= Hansei =

Japanese cultural concept

Hansei (反省) is a central idea in Japanese culture, meaning to acknowledge one's own mistake and to pledge improvement. This is similar to the proverb "self insight is the first step to bettering" (Selbsterkenntnis ist der erste Schritt zur Besserung).

==Meaning==
In the hansei process, the emphasis is on what went wrong and on creating clear plans for ensuring that it does not reoccur; this is done constantly and consistently.

==Other use==
Hansei also incorporates the concept of greeting success with modesty and humility. To stop hansei means to stop learning.

With hansei, one never becomes convinced of one's own superiority, and feels that there is always more room, or need, for further improvement.

==Examples==
An example would be the actions of Japanese politicians involved in corruption.

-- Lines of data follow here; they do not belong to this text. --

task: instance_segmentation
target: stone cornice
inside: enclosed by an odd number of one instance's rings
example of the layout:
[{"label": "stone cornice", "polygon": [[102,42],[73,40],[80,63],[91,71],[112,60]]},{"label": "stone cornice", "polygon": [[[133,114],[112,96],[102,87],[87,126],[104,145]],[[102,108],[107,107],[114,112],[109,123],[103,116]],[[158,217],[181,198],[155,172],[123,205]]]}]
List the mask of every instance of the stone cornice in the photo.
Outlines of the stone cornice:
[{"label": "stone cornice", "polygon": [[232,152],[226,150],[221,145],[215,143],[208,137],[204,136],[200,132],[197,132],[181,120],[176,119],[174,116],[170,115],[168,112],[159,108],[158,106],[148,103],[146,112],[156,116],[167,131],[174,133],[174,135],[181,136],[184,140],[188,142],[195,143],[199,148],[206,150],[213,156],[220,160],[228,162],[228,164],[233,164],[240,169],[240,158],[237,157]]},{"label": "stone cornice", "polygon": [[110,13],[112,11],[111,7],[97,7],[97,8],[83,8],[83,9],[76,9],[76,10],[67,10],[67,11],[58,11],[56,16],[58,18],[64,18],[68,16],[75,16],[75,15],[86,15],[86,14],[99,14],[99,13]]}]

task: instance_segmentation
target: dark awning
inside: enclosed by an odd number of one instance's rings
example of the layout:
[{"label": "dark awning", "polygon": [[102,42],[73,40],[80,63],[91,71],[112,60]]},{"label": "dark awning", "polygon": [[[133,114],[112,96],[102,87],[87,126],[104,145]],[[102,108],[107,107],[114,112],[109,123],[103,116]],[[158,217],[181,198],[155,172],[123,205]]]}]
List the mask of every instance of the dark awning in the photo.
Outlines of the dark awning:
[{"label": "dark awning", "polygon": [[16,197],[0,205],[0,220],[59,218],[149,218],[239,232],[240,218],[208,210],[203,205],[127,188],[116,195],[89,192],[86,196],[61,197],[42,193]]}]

They apologize publicly for the inappropriate action, then remove themselves from public politics for a few years. They resume their career after a culturally accepted period of time where they learned their lesson.

In Japanese companies it is common practice for a manager to expect hansei from his subordinates in case of mistakes. The manager will publicly take the blame, while the department works on solving the problem.

At Toyota, even if one completes a project successfully, there is still a hansei-kai (reflection meeting) to review what went wrong.

If a manager or engineer claims that there were not any problems with the project, they will be reminded that “no problem is a problem”, meaning that one has not objectively and critically evaluated the project to find opportunities for improvement.

No problems indicate that one did not stretch to meet (or exceed) their expected capacity.